The thing is that even when you know it’s in 4, the song (particularly around the Hide and Seek part) just wants to be heard as expressive, free of metre, almost like the rhythmic but metreless cadenza in opera. Despite this and the relaxed performance, all the rests are counted. The production of the multiple vocorder tracks probably necessitated this.
Harmonically the track is sticking to its contradictory guns. We go from 2 voice wide open unschooled harmony to (I didn’t count) 4-5 voice crunchy close packed stuff that even gets jazzy. What kind of song is this anyway? No answers from the harmonic world… I almost want to write this song down to try to figure it out. (Unlikely to have time anytime soon though in case you were thinking of asking.)

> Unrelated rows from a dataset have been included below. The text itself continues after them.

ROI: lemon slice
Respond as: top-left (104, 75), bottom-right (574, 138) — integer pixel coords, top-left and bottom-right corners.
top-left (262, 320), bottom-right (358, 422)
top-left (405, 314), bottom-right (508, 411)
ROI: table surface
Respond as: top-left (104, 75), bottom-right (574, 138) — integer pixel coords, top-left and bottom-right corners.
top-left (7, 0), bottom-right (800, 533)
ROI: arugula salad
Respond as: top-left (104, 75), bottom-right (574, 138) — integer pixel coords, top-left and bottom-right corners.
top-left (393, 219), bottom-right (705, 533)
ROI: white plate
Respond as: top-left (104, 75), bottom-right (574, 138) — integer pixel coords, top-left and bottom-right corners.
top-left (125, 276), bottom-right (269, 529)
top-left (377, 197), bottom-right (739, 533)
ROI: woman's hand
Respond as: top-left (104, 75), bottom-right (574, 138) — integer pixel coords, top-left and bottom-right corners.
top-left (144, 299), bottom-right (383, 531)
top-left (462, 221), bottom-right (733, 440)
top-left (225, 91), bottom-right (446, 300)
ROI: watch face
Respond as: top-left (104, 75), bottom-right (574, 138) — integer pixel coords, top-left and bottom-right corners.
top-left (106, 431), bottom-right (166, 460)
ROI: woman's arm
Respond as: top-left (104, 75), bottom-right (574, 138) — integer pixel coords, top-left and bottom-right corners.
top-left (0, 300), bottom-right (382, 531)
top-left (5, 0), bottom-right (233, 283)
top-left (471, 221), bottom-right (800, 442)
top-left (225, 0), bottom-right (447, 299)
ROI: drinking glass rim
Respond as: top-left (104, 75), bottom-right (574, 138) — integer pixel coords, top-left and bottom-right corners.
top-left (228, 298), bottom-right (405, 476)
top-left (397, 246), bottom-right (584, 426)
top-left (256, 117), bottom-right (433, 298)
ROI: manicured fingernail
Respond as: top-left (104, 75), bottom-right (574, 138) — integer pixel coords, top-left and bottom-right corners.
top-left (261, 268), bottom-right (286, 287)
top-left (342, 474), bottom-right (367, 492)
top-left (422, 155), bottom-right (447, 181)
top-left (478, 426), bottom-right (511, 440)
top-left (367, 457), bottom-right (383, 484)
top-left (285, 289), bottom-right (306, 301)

Despite its massive harmonic structure for a pop song, it is begging for at least two more parts. I hear a deep bass (perhaps doubling some of her low notes), and there is definitely a descant super-high part in there. Actually she gives us 4 notes of the high part at one point, but I hear a lot more of it.

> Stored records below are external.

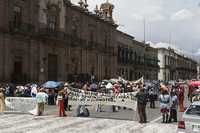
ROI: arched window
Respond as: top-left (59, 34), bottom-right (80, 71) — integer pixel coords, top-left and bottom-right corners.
top-left (47, 6), bottom-right (58, 31)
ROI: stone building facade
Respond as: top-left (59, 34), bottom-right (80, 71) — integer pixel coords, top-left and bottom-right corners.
top-left (158, 48), bottom-right (197, 81)
top-left (117, 31), bottom-right (159, 80)
top-left (0, 0), bottom-right (117, 82)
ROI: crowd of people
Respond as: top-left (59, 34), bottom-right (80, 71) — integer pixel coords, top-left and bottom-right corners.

The thing is, if I put in all the things that I’m hearing in this track it would become a lumbering overstuffed mess. It seems to be precisely the things that are misssing that enable it to survive. The reason I said the song seemed ‘designed’ is that I find myself cued to “imagine in” these missing parts, and I think that’s another reason that it is so compelling.
In keeping with my “I never listen to the words” behaviours I haven’t commented on the poem, but it is clearly as varied as the tune. Each part of this song is over so fast — you kind of want it to keep going the way it was going for a few more verses. It’s almost as if there’s a whole album of music compressed into this one track if only you let your brain expand the verses of each section out… pretend you’re listening to five smoothly interconnected 30-second samples of songs and that’s kind of what this song does without sounding like it isn’t one song. So weird. So compelling.
The song can be had from the Interweb’s usual warez spots and the iTMS. But I think I’m going to buy this person’s album, just to see if this track was some kind of divine intervention or whether there’s more than four minutes of this kind of coolness.